In response Mazin AbdulAdhim wrote among other things the following:
“This video does not discuss whether Islam is compatible with democracy, rather he is discussing whether Muslims can handle living under a democracy. These are two very separate issues.
“If we are going to discuss whether *Islam* is compatible with democracy, we need to define the two systems properly first.
“More specifically, we must defined:
“1) Who is the “sovereign” (meaning, who has the right to legislate laws) in both systems, 2) who has “authority” (meaning, who has the right to choose the ruler) in both systems.
“The issue is very simple:
“1- Sovereignty: In a democracy, man is the sovereign legislator, so laws are legislated based exclusively on the will of the people. In Islam, on the other hand, Allah (swt) is the Sovereign Legislator, so laws are legislated based exclusively on the texts of the Qur’an and Sunnah; the people have no right or capability to make Halal into Haram, or Haram into Halal, no matter how many people vote in favor of it.
“2- Authority: In a democracy, man has the right to elect his ruler. In Islam, man has the right to elect his ruler.
“So, people tend to confuse these two things. Yes, people can elect their ruler in both Islam and democracy, but no, people cannot legislate their own laws in Islam, whereas they can in a democracy.

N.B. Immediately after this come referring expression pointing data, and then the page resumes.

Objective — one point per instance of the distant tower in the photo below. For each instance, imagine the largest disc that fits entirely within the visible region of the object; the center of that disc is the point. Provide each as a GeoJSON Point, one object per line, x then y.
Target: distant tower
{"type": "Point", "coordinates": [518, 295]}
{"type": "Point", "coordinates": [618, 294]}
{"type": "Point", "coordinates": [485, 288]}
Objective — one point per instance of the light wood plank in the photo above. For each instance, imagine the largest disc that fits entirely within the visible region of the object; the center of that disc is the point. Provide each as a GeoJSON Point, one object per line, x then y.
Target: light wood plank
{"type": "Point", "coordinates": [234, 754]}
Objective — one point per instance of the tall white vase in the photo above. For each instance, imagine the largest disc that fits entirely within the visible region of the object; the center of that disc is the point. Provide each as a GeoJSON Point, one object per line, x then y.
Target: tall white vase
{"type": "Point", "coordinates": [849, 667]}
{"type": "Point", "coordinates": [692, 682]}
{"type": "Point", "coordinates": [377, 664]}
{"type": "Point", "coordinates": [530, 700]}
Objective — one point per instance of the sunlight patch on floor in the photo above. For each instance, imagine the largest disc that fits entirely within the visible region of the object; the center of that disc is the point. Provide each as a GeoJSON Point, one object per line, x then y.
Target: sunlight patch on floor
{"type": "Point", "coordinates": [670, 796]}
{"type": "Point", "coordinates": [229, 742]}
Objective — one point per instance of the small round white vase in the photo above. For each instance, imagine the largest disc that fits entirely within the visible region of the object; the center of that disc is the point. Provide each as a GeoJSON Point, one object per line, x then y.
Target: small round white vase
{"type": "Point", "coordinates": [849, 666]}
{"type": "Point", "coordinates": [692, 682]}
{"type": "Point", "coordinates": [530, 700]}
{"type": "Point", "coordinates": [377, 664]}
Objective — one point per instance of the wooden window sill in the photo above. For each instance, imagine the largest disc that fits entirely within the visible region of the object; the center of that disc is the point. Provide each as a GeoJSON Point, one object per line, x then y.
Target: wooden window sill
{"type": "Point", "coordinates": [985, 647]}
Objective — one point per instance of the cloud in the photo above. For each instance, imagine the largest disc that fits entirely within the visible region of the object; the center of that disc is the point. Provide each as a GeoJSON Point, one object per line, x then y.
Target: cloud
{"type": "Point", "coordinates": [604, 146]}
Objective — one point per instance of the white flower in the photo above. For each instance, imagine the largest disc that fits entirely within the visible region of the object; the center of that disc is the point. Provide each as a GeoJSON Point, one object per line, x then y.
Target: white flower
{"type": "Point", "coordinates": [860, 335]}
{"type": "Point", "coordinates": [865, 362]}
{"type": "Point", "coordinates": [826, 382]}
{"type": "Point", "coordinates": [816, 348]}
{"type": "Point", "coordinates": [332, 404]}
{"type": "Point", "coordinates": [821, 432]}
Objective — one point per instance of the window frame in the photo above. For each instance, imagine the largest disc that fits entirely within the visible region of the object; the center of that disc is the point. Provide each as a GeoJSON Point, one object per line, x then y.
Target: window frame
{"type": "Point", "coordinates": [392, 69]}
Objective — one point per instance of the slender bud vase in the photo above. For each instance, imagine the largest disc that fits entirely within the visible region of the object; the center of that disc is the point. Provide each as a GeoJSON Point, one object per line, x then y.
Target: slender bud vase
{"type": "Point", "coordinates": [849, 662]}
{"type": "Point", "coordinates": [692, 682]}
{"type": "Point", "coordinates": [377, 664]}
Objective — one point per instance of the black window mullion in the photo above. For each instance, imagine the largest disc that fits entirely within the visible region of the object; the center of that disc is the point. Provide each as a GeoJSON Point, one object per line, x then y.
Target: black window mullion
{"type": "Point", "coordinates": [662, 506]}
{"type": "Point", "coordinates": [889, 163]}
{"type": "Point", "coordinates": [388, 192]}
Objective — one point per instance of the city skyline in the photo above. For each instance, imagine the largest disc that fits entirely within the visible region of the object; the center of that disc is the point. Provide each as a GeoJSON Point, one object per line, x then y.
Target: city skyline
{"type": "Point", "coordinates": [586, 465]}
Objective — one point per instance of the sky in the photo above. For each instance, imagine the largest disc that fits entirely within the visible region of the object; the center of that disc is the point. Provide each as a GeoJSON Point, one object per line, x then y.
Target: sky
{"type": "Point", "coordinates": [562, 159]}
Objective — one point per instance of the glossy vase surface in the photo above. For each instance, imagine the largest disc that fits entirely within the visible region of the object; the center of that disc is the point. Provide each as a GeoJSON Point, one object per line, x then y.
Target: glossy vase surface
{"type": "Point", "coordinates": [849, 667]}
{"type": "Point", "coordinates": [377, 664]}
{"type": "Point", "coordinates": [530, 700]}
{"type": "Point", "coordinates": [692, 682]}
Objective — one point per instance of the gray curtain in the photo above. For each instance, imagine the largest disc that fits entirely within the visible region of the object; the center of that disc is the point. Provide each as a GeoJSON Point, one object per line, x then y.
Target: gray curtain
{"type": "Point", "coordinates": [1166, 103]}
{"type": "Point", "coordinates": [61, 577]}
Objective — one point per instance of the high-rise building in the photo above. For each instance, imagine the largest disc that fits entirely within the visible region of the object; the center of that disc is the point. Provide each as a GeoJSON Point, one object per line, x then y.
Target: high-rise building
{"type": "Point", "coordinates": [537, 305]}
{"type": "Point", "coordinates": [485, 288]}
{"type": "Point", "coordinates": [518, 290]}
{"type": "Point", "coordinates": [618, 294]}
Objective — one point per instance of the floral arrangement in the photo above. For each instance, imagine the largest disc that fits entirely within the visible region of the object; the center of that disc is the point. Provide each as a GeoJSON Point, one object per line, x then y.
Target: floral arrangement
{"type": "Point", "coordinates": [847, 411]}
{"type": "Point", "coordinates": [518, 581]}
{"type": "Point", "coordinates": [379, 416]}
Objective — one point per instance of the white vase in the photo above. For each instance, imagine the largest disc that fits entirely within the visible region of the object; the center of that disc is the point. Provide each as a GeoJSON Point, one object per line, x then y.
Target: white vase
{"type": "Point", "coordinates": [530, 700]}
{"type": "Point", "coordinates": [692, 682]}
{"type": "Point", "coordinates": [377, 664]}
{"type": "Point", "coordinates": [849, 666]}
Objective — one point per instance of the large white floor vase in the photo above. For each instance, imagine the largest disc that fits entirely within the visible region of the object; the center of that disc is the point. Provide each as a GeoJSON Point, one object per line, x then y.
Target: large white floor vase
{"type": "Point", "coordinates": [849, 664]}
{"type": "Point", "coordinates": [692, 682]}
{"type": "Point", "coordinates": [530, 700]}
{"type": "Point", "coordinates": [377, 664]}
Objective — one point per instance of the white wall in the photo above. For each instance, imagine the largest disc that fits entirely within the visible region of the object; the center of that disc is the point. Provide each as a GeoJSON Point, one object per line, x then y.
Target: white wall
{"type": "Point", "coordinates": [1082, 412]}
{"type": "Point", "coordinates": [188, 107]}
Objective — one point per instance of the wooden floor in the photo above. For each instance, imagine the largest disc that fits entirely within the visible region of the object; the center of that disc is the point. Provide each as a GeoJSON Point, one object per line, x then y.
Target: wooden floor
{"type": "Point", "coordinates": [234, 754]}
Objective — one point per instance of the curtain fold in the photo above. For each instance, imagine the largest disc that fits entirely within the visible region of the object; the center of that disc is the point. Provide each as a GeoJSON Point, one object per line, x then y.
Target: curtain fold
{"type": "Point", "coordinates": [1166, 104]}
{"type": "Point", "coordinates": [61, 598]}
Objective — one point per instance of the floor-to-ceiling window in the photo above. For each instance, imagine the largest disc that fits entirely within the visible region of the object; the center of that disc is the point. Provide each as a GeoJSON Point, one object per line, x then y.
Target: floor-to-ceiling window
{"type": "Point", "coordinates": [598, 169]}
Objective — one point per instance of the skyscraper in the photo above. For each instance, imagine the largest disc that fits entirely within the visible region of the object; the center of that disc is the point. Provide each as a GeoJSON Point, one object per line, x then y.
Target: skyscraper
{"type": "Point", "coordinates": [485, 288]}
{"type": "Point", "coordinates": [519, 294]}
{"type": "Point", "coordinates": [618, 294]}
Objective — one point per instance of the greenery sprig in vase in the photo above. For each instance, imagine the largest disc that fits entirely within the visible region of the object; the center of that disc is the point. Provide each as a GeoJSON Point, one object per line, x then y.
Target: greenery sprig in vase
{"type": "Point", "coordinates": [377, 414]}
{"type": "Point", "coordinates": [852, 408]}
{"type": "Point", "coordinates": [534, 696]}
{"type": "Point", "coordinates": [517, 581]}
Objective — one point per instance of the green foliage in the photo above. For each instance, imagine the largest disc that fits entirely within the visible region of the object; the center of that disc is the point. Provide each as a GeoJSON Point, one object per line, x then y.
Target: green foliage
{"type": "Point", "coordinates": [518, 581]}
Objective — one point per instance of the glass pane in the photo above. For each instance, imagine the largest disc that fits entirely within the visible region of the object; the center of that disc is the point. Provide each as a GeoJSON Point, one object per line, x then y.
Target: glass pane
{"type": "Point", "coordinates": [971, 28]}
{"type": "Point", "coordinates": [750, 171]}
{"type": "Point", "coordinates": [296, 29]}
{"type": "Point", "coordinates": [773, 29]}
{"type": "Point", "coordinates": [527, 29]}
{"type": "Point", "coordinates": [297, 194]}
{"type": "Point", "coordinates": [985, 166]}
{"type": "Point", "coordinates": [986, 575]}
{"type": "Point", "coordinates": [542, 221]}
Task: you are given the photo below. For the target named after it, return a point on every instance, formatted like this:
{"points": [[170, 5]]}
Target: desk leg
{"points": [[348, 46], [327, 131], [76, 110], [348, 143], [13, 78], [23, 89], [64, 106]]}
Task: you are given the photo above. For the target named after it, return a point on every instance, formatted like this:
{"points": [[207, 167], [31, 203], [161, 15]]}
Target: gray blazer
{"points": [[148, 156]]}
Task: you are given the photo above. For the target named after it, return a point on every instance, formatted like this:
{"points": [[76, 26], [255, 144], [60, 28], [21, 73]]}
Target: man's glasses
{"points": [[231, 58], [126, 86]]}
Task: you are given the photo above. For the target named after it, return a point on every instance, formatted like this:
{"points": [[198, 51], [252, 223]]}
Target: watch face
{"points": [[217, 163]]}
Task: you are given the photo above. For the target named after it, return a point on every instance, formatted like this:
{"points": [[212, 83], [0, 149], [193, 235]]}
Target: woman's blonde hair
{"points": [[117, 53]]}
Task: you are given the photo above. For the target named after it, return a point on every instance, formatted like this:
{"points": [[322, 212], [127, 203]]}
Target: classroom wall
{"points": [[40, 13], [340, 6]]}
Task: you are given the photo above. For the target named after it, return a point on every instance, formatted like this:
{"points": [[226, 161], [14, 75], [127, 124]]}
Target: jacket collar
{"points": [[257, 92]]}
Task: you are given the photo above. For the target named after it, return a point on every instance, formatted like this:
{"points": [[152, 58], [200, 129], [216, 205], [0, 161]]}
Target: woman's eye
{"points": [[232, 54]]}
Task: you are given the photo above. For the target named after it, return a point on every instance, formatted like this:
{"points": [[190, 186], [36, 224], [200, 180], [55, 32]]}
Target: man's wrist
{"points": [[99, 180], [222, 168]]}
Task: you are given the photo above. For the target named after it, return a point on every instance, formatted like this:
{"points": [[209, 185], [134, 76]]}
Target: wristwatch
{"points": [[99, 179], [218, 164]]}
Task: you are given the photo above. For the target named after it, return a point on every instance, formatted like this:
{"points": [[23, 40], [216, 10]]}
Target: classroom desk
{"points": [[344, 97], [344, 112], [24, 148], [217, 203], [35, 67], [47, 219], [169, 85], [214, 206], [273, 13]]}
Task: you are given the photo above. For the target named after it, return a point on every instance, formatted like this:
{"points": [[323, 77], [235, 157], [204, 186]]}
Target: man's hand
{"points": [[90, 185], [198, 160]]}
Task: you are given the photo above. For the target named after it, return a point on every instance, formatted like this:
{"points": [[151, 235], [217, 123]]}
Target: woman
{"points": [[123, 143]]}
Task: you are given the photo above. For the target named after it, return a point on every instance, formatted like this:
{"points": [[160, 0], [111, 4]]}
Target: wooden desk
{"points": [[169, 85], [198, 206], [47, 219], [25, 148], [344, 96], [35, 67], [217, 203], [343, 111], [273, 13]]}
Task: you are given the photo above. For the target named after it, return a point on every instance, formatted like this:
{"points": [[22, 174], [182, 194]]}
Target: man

“Therefore, Islam and democracy are contradictory and absolutely incompatible, because Islam forbids mankind from legislating laws in the place of the Creator, even if the overwhelming majority of the people vote in favor of it…
“The Khilafah [Islamic State – Caliphate] system is the system of government designed by Allah (swt), and no amount misuse of it by bloodthirsty militias will change that fact. We should call for it, and work toward re-establishing it – and its return is a promise from Allah (swt) and His Messenger (saw).”